Over two-thirds of them claimed to have effectively adopted and deployed mobile technologies compared to just 45% of others.
One of the key commonalities that might have driven such success was the existence of a formal, enterprise-wide mobility strategy, and tools in place to measure the progress of that strategy.
Leaders were 11% more likely than others to have such a strategy in place, and 29% also operated a formal process for identifying, evaluating and prioritising ways in which mobility can benefit business, compared to only 18% of others.
Other businesses still seem to be adopting a siloed approach to mobility in the enterprise, rather than seeing it as a tool for the entire enterprise which can enhance productivity, engagement and the customer experience, to name but a few of the potential benefits.

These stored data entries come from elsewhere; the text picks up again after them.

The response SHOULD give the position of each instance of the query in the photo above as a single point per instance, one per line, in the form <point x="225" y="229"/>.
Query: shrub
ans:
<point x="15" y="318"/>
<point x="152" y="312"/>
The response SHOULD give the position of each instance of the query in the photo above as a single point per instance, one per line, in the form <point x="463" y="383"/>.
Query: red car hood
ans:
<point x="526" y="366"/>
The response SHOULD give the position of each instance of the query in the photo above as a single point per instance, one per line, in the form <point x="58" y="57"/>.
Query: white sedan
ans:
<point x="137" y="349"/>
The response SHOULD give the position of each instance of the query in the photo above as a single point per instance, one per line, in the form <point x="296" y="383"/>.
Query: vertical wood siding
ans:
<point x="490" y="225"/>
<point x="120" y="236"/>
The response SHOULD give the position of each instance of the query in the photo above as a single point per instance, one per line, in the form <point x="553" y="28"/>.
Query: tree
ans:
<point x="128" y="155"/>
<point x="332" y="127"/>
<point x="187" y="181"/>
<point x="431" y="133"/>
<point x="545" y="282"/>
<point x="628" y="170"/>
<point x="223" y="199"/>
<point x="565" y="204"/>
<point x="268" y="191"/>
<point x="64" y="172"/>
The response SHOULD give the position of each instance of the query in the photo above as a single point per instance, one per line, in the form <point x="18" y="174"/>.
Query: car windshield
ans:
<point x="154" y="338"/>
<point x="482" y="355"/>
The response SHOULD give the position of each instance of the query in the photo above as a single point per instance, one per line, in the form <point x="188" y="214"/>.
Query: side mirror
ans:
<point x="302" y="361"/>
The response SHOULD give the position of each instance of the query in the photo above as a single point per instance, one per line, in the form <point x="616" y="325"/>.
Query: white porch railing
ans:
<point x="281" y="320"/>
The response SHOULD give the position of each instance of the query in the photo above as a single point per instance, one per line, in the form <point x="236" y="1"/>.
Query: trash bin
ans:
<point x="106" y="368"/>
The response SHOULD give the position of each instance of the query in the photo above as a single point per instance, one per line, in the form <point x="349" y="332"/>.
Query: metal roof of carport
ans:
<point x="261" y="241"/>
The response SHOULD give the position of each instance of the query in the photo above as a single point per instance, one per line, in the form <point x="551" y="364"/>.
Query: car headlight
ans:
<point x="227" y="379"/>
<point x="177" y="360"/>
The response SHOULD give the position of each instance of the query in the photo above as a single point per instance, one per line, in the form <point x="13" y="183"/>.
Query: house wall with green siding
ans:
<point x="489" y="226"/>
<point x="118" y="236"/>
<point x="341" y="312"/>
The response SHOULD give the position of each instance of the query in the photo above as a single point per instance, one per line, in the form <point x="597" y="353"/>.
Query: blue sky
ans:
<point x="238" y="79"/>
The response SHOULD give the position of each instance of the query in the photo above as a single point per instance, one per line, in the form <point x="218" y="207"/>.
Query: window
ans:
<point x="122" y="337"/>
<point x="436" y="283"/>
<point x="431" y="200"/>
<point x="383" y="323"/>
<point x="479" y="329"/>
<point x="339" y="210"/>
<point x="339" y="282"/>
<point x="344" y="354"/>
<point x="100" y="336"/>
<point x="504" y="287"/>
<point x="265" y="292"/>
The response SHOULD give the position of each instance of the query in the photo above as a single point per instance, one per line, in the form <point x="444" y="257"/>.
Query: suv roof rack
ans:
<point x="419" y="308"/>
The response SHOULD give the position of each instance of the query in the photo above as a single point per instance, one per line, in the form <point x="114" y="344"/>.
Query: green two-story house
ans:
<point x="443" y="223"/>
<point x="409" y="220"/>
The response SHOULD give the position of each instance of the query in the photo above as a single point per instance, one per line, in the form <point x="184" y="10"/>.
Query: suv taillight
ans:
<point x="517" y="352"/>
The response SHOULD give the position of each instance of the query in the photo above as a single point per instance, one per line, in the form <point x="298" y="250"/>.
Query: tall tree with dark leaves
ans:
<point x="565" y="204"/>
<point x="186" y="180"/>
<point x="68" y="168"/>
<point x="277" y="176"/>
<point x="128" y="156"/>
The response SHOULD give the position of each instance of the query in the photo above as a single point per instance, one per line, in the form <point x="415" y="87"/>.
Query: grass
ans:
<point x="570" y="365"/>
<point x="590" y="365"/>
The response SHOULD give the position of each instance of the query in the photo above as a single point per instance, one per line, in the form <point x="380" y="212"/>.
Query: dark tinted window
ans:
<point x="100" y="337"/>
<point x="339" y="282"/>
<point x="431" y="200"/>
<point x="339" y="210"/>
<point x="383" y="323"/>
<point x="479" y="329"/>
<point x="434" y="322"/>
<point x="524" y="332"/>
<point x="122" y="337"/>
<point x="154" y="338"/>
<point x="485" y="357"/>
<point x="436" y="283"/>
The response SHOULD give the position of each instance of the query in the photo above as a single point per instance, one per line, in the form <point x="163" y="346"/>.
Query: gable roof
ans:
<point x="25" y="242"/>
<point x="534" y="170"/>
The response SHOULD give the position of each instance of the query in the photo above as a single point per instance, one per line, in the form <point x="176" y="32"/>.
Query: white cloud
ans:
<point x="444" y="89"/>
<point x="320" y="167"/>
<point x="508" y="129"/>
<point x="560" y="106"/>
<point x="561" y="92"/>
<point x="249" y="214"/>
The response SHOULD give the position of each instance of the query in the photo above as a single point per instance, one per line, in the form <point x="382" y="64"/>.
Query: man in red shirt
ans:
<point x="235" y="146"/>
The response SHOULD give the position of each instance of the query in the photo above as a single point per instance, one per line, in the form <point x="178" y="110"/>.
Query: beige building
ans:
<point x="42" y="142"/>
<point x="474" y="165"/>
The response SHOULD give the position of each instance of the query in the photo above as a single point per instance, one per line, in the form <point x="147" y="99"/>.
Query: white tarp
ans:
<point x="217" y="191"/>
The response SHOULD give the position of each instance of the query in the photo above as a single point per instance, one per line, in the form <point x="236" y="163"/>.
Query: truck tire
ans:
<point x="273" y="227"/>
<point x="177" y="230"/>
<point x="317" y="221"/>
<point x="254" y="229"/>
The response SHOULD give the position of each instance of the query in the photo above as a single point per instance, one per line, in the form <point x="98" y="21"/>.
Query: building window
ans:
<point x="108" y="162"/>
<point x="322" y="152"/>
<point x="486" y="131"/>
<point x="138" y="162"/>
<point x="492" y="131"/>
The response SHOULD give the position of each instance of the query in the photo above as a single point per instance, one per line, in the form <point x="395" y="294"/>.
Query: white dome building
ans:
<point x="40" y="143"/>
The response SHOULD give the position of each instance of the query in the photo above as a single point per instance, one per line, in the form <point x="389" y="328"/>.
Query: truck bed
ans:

At best, this can lead to money being wasted on a mobile project that wasn’t well thought out and can’t integrate across a business. At worst, it can result in lost customers, if they have a bad experience because of a poorly implemented mobile project.
Over half the leaders (54%) reported having aggressively pursued and invested in mobile technologies across their business, considering mobility as a key tenet of business strategy.
This was compared to just 40% of other respondents. Leaders were also more likely to believe that all the major digital technologies are a top-five priority for their business, an average of eight percentage points ahead of those companies performing less well in mobility projects.
The fact that so many of the leaders have taken such an approach to their technology implementations demonstrates that real results can be achieved from doing more than piecemeal implementations, adopting the latest technologies as a priority.
With digital technologies, it’s not just about actions but about attitude too. Businesses should approach implementations with an understanding that it’s a combination of complex technologies such as mobility, analytics and cloud that can lead to real benefits, often simplifying processes and solving business problems that might previously have been too difficult or costly to address.
Senior leadership buy-in
The report demonstrated that one of the other traits the leaders shared was having the CEO and leadership team or board of directors ultimately own the mobile strategy, and a senior leadership team that was highly engaged with the organisation’s mobility initiatives.
The influence of digital technologies has clearly changed the way that businesses operate. Those companies that have already accepted that technologies need to be viewed as part of the entire business, rather than just within the purview of the IT team, have found themselves leading the pack in terms of successful implementations.
As technology-related decisions become increasingly intertwined with the future of a business, it follows that the CEO and other C-level executives such as the CMO will take increasing responsibility for those decisions.
Companies need to harness today’s technology with an eye on tomorrow, and ensure that they are agile enough to quickly adapt to changing circumstances and technology availability.
>See also: Inside Macmillan’s digital transformation
This includes ramping up on the skills needed to get the most out of new technologies, and approaching new digital tools with a long-term and ambitious attitude. This can help create a strategy for implementation that might go so far as to result in a complete transformation of a business’s operations.
Mobility was the forerunner to many of the digital technologies that are now being adopted by businesses globally.
For those looking to start their own digital implementations, there are lessons to be learned from the mobility leaders’ shared traits that might help make their own adoptions of mobile, analytics or other digital technologies successful.
If businesses are to take full advantage of – and see the market growth they expect from – digital convergence, they could do worse than learn by the leaders’ examples.